There is no such thing is private companies if the tax payers for local or federal government is providing the money. When have you printed a story that the major and sub jobs are downsizing as long as the taxpayer can be ripped off. I just wished you had cover these points, instead of that job training and education for prisoners. The country clubs members would have to find other types of training and works.
Striped naked maced and beaten for a stop sign infraction. (CHECK IT OUT ON UTUBE)
Happen on Sept. 1 2007 info in the video. If you can help please email me at damien_guarniere@hotmail.com. or call (910) 897-4529. Sheriff has been removed from office for embezzlement. The gov of our state Mike Easley was the District Attorney in Brunswick Co NC where he lock up the poor and brought business to the lawyers, judges, police, ect. And the drugs are still sold out in the open back by law enforcement. Dead beat dad's who don't pay child support sit in jail with no court date. That money could be going to the children if we really cared about the children. 16 17 yr old housed and showering with the adult prisoners in this jail. Where is Chris Hanson (Dateline) to catch a preator when your locking up the children with the preators. War on the poor. Ain't America great. How about someone asking about the other war we've lost on drugs. You don't arest a overweight person for eating unhealthy. So why in the name of public safty are we so into jailing drug users. I don't need my goverment to protect me from me. I need my goverment to protect my freedom not take it away. When Martha Stewart is going to jail watch out your next. Oh yeah Michale Vick he ain't gonna be no dog lover after doing his time. If you really wanted to help dogs you have let him play football and gave the money he made to the human socitiy. If our goverment ran as good as the parking tickect enforcement division runs in Hollywood CA we be well off. Unfortunally we have a goverment who get paid for not doing anything except shipping our jobs overseas and waisting taxpayers money on public safty. Yeah I haven't been proud of America for a long time either and I served our country. I'm proud of alot of the people just not our laws or politions. I praying for change. Want to fix the economey. Pay everyone a living wage everwhere in the world. If you work all day and can't pay the bills your captolisom is not working.
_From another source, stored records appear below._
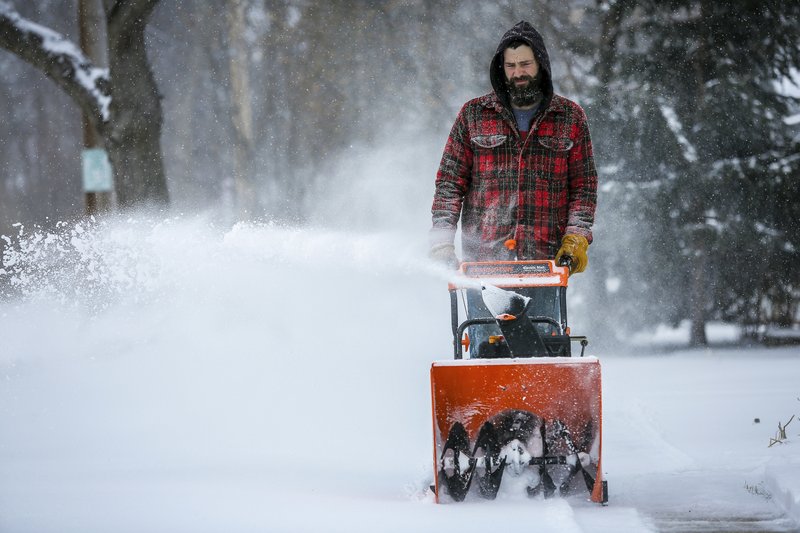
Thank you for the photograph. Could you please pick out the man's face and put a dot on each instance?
(520, 66)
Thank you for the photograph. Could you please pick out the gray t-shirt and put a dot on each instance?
(524, 117)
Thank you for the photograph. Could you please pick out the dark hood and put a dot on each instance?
(523, 31)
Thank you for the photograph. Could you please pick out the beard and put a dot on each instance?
(528, 94)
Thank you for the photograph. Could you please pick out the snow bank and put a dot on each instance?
(782, 475)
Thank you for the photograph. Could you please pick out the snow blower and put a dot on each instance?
(520, 406)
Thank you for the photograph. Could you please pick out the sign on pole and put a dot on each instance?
(97, 176)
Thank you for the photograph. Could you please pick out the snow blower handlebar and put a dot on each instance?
(458, 332)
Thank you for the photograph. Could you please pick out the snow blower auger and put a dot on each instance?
(520, 406)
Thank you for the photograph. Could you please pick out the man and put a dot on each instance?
(518, 167)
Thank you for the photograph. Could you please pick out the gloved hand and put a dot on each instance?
(575, 247)
(445, 254)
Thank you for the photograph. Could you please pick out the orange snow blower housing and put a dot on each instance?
(520, 406)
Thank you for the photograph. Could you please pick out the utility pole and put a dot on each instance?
(97, 175)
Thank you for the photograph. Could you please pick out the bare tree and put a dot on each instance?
(124, 107)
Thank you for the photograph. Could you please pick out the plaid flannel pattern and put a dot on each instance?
(533, 190)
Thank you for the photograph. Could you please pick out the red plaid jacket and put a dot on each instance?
(533, 190)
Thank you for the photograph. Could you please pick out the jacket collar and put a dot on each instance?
(492, 101)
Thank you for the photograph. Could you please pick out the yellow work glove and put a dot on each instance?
(574, 246)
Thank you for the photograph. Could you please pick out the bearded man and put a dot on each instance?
(517, 168)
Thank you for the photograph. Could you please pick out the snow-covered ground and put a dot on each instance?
(183, 376)
(192, 375)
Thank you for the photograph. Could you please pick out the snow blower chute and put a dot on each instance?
(520, 406)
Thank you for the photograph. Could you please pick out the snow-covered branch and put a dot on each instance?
(59, 58)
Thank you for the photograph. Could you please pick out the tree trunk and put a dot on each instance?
(92, 24)
(133, 133)
(241, 98)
There is a book called "How to Arrest Proof yourself".
Anyone in this country (USA) that believes only 'criminals' go to jail, this book is for you.
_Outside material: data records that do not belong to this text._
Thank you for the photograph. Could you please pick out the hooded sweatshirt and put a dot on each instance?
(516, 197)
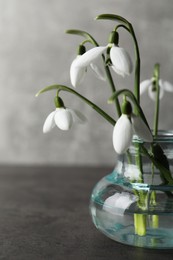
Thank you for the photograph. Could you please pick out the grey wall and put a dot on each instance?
(35, 52)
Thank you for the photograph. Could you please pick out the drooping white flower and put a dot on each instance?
(124, 129)
(147, 85)
(141, 129)
(122, 134)
(63, 118)
(121, 61)
(78, 71)
(119, 202)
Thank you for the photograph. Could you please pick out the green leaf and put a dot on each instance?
(84, 34)
(113, 17)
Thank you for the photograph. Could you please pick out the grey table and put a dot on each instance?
(44, 215)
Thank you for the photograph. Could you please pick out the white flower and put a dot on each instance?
(121, 61)
(122, 134)
(63, 118)
(147, 85)
(77, 72)
(119, 202)
(124, 129)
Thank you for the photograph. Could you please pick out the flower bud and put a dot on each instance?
(58, 102)
(114, 38)
(126, 107)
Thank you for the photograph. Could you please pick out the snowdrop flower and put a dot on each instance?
(126, 126)
(121, 61)
(119, 58)
(119, 202)
(62, 117)
(147, 85)
(77, 72)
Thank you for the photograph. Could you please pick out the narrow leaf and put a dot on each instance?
(113, 17)
(84, 34)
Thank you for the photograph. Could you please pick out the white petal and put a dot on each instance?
(167, 86)
(98, 70)
(77, 116)
(76, 73)
(63, 119)
(89, 56)
(122, 134)
(145, 85)
(121, 61)
(152, 93)
(141, 129)
(49, 122)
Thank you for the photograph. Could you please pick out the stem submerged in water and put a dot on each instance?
(140, 224)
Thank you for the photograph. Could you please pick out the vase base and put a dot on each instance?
(160, 238)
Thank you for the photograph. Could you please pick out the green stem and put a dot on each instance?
(87, 101)
(157, 103)
(112, 85)
(140, 224)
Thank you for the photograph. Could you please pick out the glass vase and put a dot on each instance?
(134, 204)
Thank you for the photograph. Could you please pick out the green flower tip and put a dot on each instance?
(114, 37)
(126, 107)
(81, 49)
(58, 102)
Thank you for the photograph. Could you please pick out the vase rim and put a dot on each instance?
(162, 136)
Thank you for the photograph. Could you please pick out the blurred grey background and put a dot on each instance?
(35, 52)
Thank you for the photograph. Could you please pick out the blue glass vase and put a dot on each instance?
(134, 204)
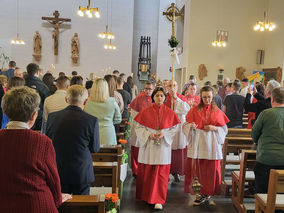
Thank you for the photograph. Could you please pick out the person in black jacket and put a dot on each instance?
(126, 86)
(10, 72)
(1, 95)
(262, 102)
(75, 135)
(125, 96)
(33, 81)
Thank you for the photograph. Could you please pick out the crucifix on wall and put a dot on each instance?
(56, 21)
(172, 14)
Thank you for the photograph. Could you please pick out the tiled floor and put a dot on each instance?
(177, 201)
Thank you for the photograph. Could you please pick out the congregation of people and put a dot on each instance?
(50, 126)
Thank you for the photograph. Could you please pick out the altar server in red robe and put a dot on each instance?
(205, 130)
(142, 101)
(155, 129)
(179, 146)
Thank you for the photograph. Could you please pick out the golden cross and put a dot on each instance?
(56, 21)
(172, 14)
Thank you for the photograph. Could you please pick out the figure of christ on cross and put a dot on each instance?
(56, 21)
(172, 14)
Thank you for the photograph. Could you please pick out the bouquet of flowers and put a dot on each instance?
(110, 200)
(123, 143)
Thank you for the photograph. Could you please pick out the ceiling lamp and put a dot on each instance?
(17, 40)
(221, 39)
(88, 11)
(110, 46)
(106, 34)
(264, 25)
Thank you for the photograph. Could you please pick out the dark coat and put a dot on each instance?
(9, 73)
(75, 135)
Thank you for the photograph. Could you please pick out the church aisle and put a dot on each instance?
(177, 201)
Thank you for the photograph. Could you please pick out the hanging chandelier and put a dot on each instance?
(221, 39)
(17, 40)
(264, 25)
(88, 11)
(110, 46)
(106, 34)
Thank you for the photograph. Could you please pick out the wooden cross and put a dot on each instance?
(172, 14)
(56, 21)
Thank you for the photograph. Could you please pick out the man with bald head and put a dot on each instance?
(179, 150)
(19, 73)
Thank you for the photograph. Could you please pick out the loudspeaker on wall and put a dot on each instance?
(259, 56)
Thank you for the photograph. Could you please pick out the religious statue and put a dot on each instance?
(75, 46)
(278, 74)
(202, 71)
(37, 46)
(56, 22)
(240, 73)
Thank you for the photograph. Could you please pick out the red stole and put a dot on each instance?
(156, 117)
(168, 99)
(208, 115)
(193, 100)
(140, 102)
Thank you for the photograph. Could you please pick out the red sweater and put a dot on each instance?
(29, 180)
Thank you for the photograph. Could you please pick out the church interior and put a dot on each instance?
(216, 40)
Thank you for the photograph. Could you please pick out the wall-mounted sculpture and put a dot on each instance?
(240, 73)
(75, 48)
(37, 46)
(144, 61)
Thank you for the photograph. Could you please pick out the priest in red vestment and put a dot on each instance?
(206, 131)
(191, 96)
(143, 100)
(179, 146)
(155, 129)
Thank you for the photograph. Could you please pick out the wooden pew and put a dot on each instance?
(232, 144)
(246, 174)
(123, 126)
(245, 124)
(110, 154)
(84, 204)
(106, 175)
(267, 203)
(239, 132)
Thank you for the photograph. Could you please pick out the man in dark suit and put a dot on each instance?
(126, 86)
(33, 81)
(75, 135)
(10, 72)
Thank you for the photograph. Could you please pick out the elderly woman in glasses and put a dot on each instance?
(205, 129)
(27, 159)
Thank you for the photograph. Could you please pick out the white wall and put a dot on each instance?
(237, 17)
(274, 41)
(164, 33)
(93, 57)
(145, 24)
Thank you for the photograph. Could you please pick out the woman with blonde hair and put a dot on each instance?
(105, 109)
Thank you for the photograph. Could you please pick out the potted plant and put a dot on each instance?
(110, 201)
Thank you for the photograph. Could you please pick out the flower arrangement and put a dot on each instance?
(110, 201)
(173, 42)
(123, 142)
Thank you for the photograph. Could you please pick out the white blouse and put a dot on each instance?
(205, 145)
(181, 108)
(150, 152)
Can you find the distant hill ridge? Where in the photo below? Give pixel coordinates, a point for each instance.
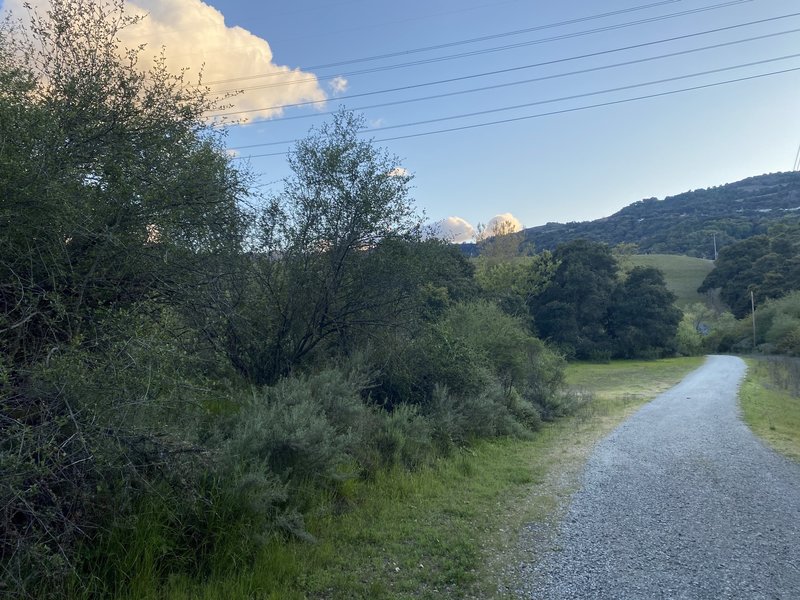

Law enforcement is better trained, better equipped and out to get you. They can run you license plate sitting at a stop light, they call it BINGO!
It is a joke to them. Everything is set up to 'catch' you doing something wrong.
Ever late with your auto license or registration?
What about all you mothers out there, do you know it is a Felony to not have a child seat in your car????
(Yes, yes, yes, a child should be in a proper child seat, but a felony?)